Martin Dutton SWAc was born in Uttoxeter, Staffordshire. He lived and worked for many
years in the North of England as a painter and lecturer in Further and Higher
Education, culminating as Head of Department for 13 years at Bradford College.
He retired from education and moved to Devon to focus on painting.
Now well-established in the South West, he has been elected to the South West
Academy of Fine and Applied Art, is president of the Teignmouth Art Society and a
committee member of the Devon Art Society and Torbay Guild of Artists.

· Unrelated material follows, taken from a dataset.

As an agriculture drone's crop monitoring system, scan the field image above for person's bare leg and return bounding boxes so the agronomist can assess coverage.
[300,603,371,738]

Martin's paintings belong to that long tradition of romantic response to the
light and colour of the natural world, yet they also contain within them deeper
meanings and references as our imagination is carried into the image. His work
exudes painterly flair and visual lyricism. They are truly paintings for lasting
enjoyment and contemplation.
Over recent years Martin has developed the still life/landscape theme
as the major focus of his work. This has provided him with an ideal
vehicle for expressing a range of visual ideas to do with colour and mood,
surface expressiveness, pictorial structure and iconography.
consciously uses iconography (builds a narrative into a picture) it can be a
whimsical and anecdotal detail in the overall composition (as in The
Landscape Awakes - Menerbes, Provence No. 1) or it can be central to
the compositional layout (as in Easter Still Life and Abandoned
Game). Ideas for the still life and landscapes usually derive from
travel experiences and related in-situ studies.
The ideas are born out of digested memories and a creative need to work
with colour and pigment to produce images that evoke the lyrical nostalgia
of experiences in beautiful places.
The compositional arrangement of the various elements within the paintings
is usually derived from the format of a table in front of an open window.
This compositional device provides a formal visual and physical structure
which gives both stability to the picture and also places the viewer within
an interior looking out on to an evocative land or seascape. Objects and
spaces are often distorted from traditional pictorial perspective according
to the artist's intuitive sense of the rhythmic dynamics of picture making
(which also relates back to his involvement in abstract painting).
The viewer's eye is invited to pass beyond the still-life through the window
and out into the infinite space of nature. As the eye passes through, so does
the mind and imagination, escaping into the refreshing freedom of the natural
world. We breathe more deeply and calmly in front of these images.
They conjure in us nostalgic thoughts, digested memories, absorbed
experiences and hopefully, our spirits are elevated with an inner glow.